Llama Stack is Meta's standardized API and SDK for building AI applications on top of Llama models. It provides a unified interface for inference, safety, memory, and agentic workflows — with swappable providers for local, cloud, and on-device deployment. As the official framework for the Llama ecosystem, it is becoming the default for teams building on open-source Llama models.
AutoGen is Microsoft's open-source framework for building multi-agent AI systems. It enables the creation of conversational agents that can work together, use tools, and interact with humans to solve complex tasks. AutoGen supports customizable agent behaviors, flexible conversation patterns, and integrations with various LLMs. The framework is popular for building research assistants, coding agents, and automated analysis pipelines.
Google's Agent Development Kit (ADK) is a modular framework for building AI agents that integrates natively with Gemini models and Vertex AI. It supports multi-agent architectures, tool use, memory, and deployment to Google Cloud, providing an end-to-end solution for building agents in the Google ecosystem.
Swarm is OpenAI's experimental multi-agent orchestration framework that introduced the "handoff" and "routine" patterns for agent coordination. While marked as educational, its lightweight design — agents as instructions + functions with explicit handoffs between them — has become the dominant architectural pattern adopted across the industry for building multi-agent systems.

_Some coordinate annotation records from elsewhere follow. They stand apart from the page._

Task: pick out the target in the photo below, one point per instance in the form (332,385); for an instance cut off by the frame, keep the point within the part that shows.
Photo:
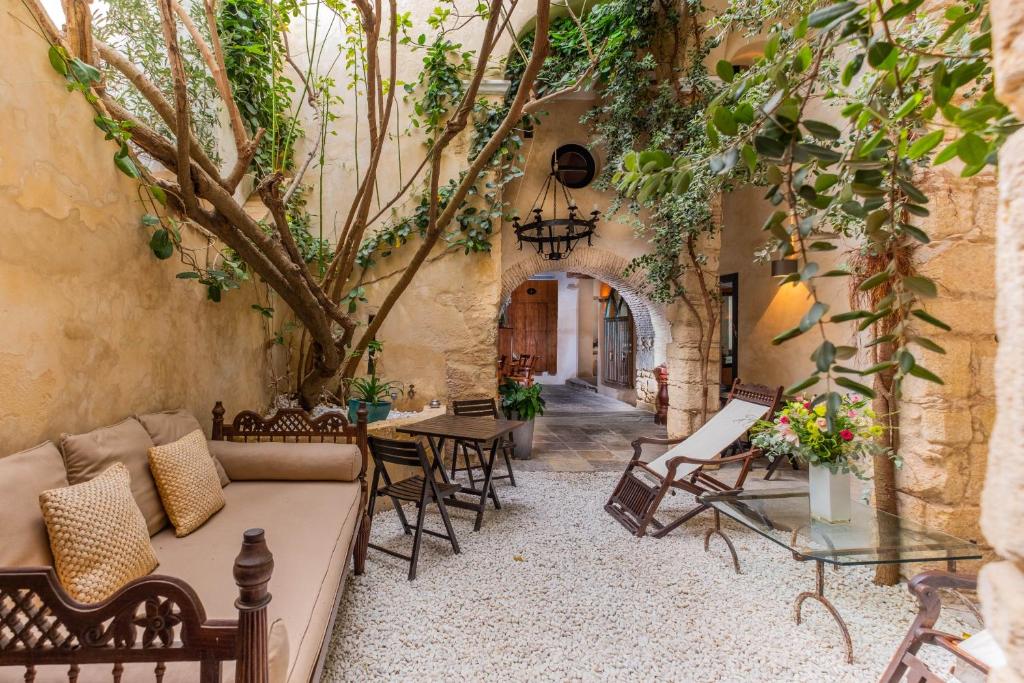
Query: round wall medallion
(573,166)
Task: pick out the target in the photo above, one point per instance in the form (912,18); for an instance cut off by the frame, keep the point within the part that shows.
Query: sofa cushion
(187,481)
(87,455)
(276,461)
(309,528)
(168,426)
(97,535)
(24,476)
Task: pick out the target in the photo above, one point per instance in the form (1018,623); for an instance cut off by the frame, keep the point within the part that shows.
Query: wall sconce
(780,267)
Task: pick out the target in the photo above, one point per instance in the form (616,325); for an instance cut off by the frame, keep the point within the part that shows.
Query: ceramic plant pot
(375,412)
(829,494)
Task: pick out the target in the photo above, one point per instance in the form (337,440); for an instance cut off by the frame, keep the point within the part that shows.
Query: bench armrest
(279,461)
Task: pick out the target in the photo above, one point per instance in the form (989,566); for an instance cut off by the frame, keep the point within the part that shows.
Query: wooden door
(534,317)
(617,353)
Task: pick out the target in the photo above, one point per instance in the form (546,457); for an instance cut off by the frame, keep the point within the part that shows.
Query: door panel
(534,318)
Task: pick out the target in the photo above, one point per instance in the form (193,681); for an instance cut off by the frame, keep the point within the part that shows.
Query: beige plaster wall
(765,307)
(94,328)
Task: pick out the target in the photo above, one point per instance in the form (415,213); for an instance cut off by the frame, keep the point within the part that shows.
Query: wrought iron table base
(728,542)
(819,595)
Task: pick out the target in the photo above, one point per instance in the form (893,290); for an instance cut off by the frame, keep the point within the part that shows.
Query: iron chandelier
(555,238)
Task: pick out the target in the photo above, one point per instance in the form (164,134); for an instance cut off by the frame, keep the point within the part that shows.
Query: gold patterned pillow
(187,481)
(97,535)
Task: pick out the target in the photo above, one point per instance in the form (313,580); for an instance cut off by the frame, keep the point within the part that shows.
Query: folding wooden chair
(636,498)
(978,652)
(420,488)
(479,408)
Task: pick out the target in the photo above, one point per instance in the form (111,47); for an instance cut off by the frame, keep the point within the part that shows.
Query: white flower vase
(829,494)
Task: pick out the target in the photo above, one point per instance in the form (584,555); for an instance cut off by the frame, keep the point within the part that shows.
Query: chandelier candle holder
(555,238)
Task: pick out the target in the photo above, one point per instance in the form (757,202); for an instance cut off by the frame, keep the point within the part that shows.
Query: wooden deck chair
(638,494)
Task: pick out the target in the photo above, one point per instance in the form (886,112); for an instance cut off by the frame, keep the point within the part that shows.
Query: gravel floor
(554,589)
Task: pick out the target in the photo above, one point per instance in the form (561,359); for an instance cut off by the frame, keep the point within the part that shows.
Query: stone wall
(686,398)
(1003,501)
(944,430)
(94,328)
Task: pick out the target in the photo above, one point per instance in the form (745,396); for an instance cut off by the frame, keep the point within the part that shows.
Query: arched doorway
(650,333)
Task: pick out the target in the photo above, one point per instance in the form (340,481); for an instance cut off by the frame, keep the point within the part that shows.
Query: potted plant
(521,402)
(833,450)
(373,391)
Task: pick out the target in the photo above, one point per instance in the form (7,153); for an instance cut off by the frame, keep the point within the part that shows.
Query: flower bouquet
(833,449)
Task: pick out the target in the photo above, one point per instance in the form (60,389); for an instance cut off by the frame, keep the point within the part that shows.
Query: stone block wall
(1003,500)
(685,397)
(944,430)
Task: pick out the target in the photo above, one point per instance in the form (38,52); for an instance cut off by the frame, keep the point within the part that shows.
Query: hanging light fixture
(555,238)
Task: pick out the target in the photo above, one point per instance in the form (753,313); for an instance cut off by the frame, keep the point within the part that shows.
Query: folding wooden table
(478,432)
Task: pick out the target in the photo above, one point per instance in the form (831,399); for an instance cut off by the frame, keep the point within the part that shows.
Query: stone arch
(652,330)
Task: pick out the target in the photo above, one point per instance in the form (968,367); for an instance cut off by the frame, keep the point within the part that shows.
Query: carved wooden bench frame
(161,620)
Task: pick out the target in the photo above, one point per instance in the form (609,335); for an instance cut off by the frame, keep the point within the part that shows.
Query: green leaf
(158,194)
(724,121)
(821,129)
(915,232)
(822,17)
(862,389)
(925,144)
(823,356)
(922,286)
(86,74)
(852,68)
(124,162)
(972,150)
(56,60)
(925,374)
(931,319)
(849,315)
(800,386)
(875,281)
(161,244)
(812,316)
(725,71)
(883,55)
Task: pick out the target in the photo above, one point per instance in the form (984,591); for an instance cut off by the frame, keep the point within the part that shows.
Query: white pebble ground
(553,589)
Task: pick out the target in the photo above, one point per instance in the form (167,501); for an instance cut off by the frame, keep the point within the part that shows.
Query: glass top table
(871,537)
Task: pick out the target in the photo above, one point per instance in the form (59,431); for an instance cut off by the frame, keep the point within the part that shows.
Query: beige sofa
(308,498)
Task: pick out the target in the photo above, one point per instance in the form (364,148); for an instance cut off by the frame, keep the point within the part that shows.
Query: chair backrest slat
(396,452)
(475,408)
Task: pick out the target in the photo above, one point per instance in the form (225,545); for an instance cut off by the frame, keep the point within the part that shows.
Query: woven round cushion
(97,535)
(187,481)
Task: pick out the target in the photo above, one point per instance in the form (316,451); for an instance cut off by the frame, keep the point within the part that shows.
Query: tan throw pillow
(88,455)
(187,481)
(23,477)
(97,535)
(169,426)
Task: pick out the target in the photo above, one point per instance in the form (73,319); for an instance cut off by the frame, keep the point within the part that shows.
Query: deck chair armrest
(638,444)
(748,455)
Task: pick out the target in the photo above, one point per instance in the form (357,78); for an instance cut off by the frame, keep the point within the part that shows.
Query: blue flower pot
(375,412)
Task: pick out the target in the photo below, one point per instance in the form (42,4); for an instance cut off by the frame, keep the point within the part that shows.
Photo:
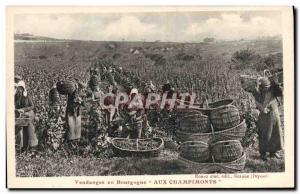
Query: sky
(171,26)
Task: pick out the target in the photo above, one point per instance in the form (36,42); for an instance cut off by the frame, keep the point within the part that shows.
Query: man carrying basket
(268,124)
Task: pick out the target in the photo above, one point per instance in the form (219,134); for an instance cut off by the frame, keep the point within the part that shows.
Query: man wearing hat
(26,136)
(268,124)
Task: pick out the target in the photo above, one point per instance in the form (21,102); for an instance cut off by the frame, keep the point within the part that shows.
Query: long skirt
(73,127)
(26,136)
(269,131)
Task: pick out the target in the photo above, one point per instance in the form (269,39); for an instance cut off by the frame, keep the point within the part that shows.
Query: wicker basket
(226,167)
(196,123)
(65,87)
(22,122)
(224,117)
(196,151)
(220,103)
(184,136)
(277,77)
(225,151)
(136,151)
(186,112)
(234,133)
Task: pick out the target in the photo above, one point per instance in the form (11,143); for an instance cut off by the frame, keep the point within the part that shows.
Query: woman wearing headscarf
(73,114)
(268,124)
(26,136)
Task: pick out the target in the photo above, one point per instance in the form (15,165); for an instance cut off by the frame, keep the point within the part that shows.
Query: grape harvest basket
(22,122)
(137,147)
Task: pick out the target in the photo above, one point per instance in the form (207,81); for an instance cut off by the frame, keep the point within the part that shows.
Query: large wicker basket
(225,151)
(196,123)
(226,167)
(134,149)
(186,112)
(184,136)
(220,103)
(22,122)
(224,117)
(234,133)
(195,151)
(65,87)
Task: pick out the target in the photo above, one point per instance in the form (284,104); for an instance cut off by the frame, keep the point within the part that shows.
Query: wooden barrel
(196,151)
(224,117)
(226,151)
(65,87)
(195,123)
(234,133)
(220,103)
(186,112)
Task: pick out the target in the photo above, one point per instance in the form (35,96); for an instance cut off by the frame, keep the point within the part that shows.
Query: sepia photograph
(150,97)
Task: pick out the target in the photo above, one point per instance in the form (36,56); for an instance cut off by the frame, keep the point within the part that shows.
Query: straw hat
(265,82)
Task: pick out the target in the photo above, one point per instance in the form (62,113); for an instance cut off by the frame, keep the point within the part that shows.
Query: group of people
(132,123)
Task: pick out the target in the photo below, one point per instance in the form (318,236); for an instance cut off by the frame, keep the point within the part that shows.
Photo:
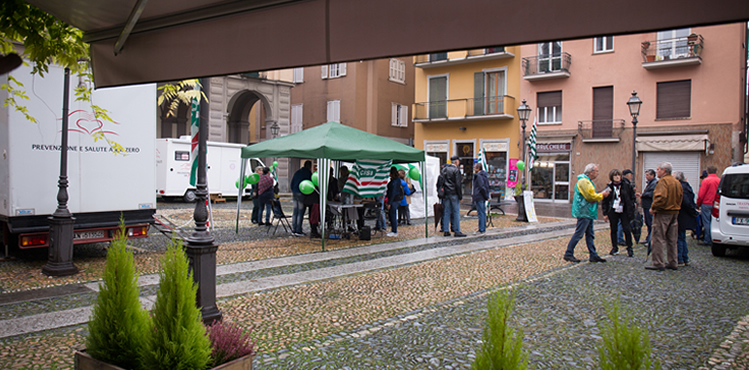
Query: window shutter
(549,99)
(479,93)
(673,99)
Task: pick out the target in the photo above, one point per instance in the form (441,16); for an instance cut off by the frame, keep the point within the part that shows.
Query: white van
(729,224)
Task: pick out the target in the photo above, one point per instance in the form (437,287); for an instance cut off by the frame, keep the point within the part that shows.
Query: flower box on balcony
(85,362)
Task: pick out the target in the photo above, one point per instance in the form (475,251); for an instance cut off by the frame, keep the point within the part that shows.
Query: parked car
(729,226)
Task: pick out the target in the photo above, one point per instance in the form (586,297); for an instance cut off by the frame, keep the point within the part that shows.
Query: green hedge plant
(501,342)
(624,345)
(178,339)
(119,323)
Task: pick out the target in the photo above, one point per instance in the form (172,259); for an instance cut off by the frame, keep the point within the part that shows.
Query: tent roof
(333,140)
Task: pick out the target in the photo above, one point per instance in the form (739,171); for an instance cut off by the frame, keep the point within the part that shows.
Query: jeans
(392,216)
(681,246)
(380,223)
(298,213)
(481,207)
(706,220)
(584,226)
(451,213)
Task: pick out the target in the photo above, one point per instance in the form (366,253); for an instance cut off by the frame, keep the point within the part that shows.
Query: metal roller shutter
(687,162)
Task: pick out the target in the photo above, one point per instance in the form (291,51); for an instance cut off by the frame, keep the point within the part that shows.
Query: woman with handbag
(618,207)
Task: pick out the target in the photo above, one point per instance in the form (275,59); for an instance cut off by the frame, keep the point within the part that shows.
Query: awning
(672,143)
(139,41)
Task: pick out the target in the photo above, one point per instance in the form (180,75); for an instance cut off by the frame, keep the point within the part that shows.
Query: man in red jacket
(706,196)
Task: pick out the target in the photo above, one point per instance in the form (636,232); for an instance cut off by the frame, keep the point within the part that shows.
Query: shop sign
(558,147)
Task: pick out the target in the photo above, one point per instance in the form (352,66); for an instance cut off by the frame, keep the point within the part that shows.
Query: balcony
(676,52)
(486,108)
(546,67)
(605,130)
(441,59)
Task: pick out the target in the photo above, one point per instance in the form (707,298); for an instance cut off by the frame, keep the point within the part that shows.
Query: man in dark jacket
(646,199)
(685,219)
(665,208)
(452,197)
(480,195)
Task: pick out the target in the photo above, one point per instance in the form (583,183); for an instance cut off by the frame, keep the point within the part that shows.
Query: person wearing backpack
(395,193)
(452,198)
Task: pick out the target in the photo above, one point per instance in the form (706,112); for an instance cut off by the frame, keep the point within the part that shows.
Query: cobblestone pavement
(430,314)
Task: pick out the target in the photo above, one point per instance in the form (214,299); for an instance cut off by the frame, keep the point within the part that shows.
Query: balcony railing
(675,51)
(546,66)
(457,109)
(601,129)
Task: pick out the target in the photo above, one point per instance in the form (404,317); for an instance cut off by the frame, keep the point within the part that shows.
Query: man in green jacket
(585,203)
(665,208)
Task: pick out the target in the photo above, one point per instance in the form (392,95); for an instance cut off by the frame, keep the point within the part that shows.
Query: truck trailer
(104,184)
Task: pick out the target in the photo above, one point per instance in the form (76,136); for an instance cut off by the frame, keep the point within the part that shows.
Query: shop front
(550,177)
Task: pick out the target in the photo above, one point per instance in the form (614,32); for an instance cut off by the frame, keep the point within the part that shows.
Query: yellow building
(466,102)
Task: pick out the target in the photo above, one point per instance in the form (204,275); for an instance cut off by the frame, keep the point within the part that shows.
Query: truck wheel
(189,196)
(718,250)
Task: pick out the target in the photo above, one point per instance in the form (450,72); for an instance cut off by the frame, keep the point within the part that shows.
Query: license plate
(96,234)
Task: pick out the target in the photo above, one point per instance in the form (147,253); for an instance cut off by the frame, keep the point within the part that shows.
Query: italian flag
(368,179)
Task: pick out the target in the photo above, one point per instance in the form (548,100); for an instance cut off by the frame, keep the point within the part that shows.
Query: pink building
(692,84)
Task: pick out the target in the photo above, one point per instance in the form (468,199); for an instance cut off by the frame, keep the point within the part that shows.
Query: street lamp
(523,114)
(634,104)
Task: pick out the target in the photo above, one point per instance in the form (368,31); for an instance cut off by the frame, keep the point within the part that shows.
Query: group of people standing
(668,202)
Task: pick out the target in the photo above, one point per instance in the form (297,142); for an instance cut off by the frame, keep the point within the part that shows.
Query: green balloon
(414,173)
(252,179)
(520,165)
(306,187)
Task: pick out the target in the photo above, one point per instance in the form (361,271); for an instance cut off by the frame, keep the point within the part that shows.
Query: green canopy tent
(334,141)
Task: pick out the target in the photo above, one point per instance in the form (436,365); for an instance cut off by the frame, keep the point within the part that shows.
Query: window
(181,156)
(549,107)
(333,70)
(489,92)
(296,118)
(299,74)
(397,71)
(672,44)
(438,96)
(673,99)
(399,115)
(604,44)
(601,126)
(549,56)
(333,113)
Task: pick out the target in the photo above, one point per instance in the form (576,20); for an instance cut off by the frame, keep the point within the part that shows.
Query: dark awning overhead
(178,39)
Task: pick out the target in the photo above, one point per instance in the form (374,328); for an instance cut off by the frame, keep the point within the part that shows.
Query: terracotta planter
(85,362)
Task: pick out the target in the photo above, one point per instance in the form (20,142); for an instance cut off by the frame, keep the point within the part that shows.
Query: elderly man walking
(665,209)
(585,203)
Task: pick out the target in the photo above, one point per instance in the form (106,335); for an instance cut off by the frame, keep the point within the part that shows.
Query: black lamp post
(634,104)
(523,114)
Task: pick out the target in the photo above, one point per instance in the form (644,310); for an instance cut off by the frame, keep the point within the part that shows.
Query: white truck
(103,185)
(223,168)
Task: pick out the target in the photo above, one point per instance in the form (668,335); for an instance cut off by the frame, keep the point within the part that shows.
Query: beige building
(692,84)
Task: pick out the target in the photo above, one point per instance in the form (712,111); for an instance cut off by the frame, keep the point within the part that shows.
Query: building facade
(692,84)
(466,101)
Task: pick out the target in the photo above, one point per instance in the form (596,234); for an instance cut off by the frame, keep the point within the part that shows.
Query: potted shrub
(174,337)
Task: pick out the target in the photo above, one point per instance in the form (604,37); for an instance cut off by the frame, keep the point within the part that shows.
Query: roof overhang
(178,39)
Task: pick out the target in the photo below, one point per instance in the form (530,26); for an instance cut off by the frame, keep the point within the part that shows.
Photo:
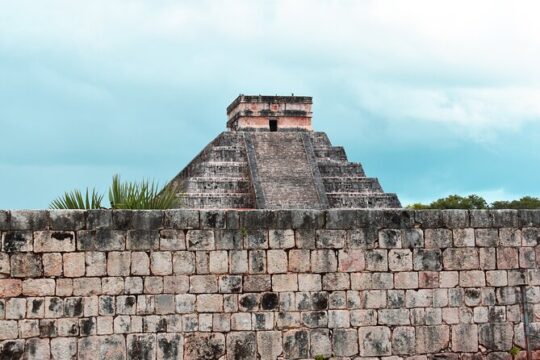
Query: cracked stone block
(465,338)
(296,344)
(241,345)
(26,265)
(269,344)
(432,339)
(375,341)
(169,346)
(204,346)
(141,346)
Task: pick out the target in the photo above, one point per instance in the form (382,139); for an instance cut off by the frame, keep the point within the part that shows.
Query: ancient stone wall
(389,284)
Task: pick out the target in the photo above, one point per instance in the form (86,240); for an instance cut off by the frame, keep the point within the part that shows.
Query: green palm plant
(76,200)
(122,195)
(141,195)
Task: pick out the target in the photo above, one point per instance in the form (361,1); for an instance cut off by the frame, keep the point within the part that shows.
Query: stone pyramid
(270,158)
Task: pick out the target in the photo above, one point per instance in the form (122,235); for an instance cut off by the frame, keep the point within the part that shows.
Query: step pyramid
(270,158)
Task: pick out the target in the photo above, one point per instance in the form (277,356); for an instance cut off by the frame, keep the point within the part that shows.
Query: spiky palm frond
(76,200)
(141,195)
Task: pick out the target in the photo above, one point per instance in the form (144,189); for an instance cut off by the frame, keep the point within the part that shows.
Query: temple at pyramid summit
(271,158)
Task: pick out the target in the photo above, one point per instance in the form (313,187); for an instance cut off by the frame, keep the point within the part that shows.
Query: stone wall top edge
(262,219)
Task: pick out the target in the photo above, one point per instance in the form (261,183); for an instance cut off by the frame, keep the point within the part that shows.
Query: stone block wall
(347,284)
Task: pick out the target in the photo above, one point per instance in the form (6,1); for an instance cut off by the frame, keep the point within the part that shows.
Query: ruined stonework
(270,158)
(269,284)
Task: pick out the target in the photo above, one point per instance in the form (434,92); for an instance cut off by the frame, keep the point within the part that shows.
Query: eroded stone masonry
(269,284)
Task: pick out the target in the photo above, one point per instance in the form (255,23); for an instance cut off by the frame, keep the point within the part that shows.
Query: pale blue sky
(432,97)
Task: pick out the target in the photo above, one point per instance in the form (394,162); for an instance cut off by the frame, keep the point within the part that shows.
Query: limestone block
(26,265)
(29,219)
(17,241)
(239,261)
(37,349)
(241,345)
(184,262)
(219,262)
(351,260)
(281,239)
(118,263)
(403,340)
(507,258)
(309,282)
(375,341)
(438,238)
(86,286)
(101,240)
(38,287)
(63,348)
(299,260)
(486,237)
(427,259)
(432,339)
(285,282)
(209,303)
(296,344)
(74,264)
(241,321)
(360,281)
(376,260)
(10,288)
(269,344)
(464,338)
(141,346)
(406,280)
(473,278)
(169,346)
(496,336)
(161,263)
(181,219)
(256,283)
(323,261)
(393,317)
(277,261)
(248,302)
(230,284)
(172,240)
(400,260)
(390,238)
(67,219)
(257,261)
(68,327)
(200,240)
(305,239)
(366,317)
(54,241)
(460,259)
(142,240)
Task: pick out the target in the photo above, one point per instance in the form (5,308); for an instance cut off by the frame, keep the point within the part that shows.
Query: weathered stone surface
(201,346)
(375,341)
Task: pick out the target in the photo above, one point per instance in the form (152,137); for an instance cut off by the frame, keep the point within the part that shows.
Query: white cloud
(472,66)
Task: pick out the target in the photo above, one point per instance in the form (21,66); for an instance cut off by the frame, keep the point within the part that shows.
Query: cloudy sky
(432,97)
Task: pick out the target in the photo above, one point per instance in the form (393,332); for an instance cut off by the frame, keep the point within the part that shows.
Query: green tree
(122,195)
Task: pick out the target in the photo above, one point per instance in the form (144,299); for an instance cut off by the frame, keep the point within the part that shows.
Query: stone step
(218,185)
(221,169)
(337,169)
(320,139)
(361,200)
(354,184)
(218,201)
(226,153)
(336,153)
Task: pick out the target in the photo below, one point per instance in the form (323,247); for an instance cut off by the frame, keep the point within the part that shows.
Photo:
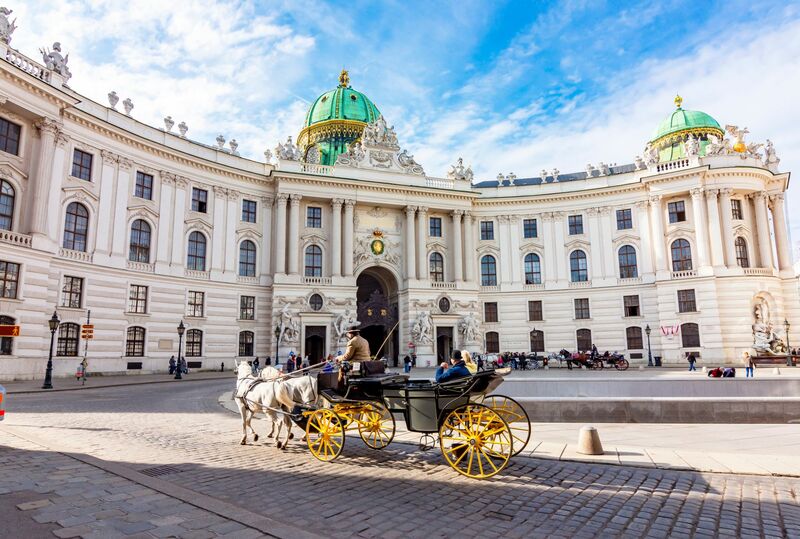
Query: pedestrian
(692,359)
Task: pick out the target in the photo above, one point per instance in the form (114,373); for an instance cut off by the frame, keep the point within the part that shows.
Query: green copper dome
(334,120)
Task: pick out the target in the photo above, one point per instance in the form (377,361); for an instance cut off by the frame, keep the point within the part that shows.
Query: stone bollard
(589,441)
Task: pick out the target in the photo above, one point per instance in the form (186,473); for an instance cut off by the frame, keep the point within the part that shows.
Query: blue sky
(510,86)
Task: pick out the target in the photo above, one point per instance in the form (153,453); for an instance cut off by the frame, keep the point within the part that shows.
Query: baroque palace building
(144,228)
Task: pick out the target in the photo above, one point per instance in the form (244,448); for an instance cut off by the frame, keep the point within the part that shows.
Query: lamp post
(48,375)
(181,329)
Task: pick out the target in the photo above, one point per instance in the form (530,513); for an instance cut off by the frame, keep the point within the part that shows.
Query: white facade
(355,202)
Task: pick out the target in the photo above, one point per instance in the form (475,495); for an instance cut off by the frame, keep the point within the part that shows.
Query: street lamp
(181,329)
(48,376)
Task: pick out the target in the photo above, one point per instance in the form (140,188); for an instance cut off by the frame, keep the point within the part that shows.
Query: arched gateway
(376,303)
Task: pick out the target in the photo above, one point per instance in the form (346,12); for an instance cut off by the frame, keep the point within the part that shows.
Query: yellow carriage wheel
(325,434)
(476,441)
(376,426)
(514,414)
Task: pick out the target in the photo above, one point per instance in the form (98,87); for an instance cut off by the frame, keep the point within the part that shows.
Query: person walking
(692,360)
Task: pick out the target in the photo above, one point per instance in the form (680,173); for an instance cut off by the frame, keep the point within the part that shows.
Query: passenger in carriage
(457,370)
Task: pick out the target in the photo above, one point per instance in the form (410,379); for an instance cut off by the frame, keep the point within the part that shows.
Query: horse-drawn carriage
(477,433)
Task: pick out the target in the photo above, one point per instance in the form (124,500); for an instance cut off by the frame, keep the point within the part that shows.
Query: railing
(74,255)
(317,280)
(15,238)
(685,274)
(141,266)
(312,168)
(439,183)
(27,65)
(195,274)
(672,165)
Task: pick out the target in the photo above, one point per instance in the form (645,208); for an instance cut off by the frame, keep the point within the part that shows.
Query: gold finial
(344,79)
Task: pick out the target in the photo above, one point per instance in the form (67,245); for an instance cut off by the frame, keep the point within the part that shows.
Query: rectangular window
(9,137)
(247,308)
(736,209)
(82,165)
(313,217)
(575,224)
(631,305)
(686,301)
(144,186)
(196,306)
(490,311)
(435,227)
(9,279)
(529,229)
(624,219)
(535,311)
(677,211)
(581,308)
(137,299)
(199,200)
(249,211)
(487,230)
(72,292)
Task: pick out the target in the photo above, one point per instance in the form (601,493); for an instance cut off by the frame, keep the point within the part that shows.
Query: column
(336,237)
(348,237)
(411,261)
(280,233)
(643,224)
(48,129)
(422,239)
(762,226)
(657,223)
(700,227)
(781,235)
(469,248)
(727,227)
(294,234)
(714,228)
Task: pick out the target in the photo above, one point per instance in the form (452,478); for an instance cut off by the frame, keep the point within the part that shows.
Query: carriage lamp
(181,330)
(48,376)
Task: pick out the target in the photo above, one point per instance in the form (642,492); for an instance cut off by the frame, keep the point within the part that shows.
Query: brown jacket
(357,349)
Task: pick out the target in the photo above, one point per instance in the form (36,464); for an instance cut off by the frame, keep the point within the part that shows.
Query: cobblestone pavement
(180,434)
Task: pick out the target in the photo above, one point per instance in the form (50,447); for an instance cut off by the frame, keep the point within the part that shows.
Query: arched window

The Vercel AI SDK is a TypeScript toolkit for building AI-powered web applications with React, Next.js, and other frameworks. It provides streaming UI components, structured generation, tool calling, and multi-step agent workflows. The SDK supports all major LLM providers through a unified interface and is the most popular choice for frontend developers building AI features into web applications.
Dify is an open-source platform for building LLM applications with both visual and code-based interfaces. It provides a workflow orchestration engine, RAG pipeline builder, agent framework, and model management—all accessible through a web UI. Dify supports 50+ LLM providers, offers enterprise features like SSO and access control, and can be self-hosted or used as a cloud service.
DSPy is a framework from Stanford for programming—not prompting—foundation models. It replaces manual prompt engineering with composable, optimizable modules. DSPy compilers automatically tune prompts and weights for your specific pipeline and dataset, enabling more reliable LLM applications.
Instructor is a popular open-source library for getting structured outputs from LLMs using Pydantic models.
Pydantic AI is an agent framework from the creators of Pydantic that leverages Python type hints for building type-safe AI agents. It provides structured output validation, dependency injection for tools, and a model-agnostic interface, making it popular with Python developers who value code quality and type safety.
Smolagents is Hugging Face minimalist agent framework for building AI agents with code-based actions.
Mastra is a TypeScript-first agent framework for building production AI applications. It provides primitives for agents, workflows, RAG, integrations, and memory with a focus on developer experience and type safety. Mastra is designed for full-stack TypeScript developers who want to build AI features without leaving their existing tech stack.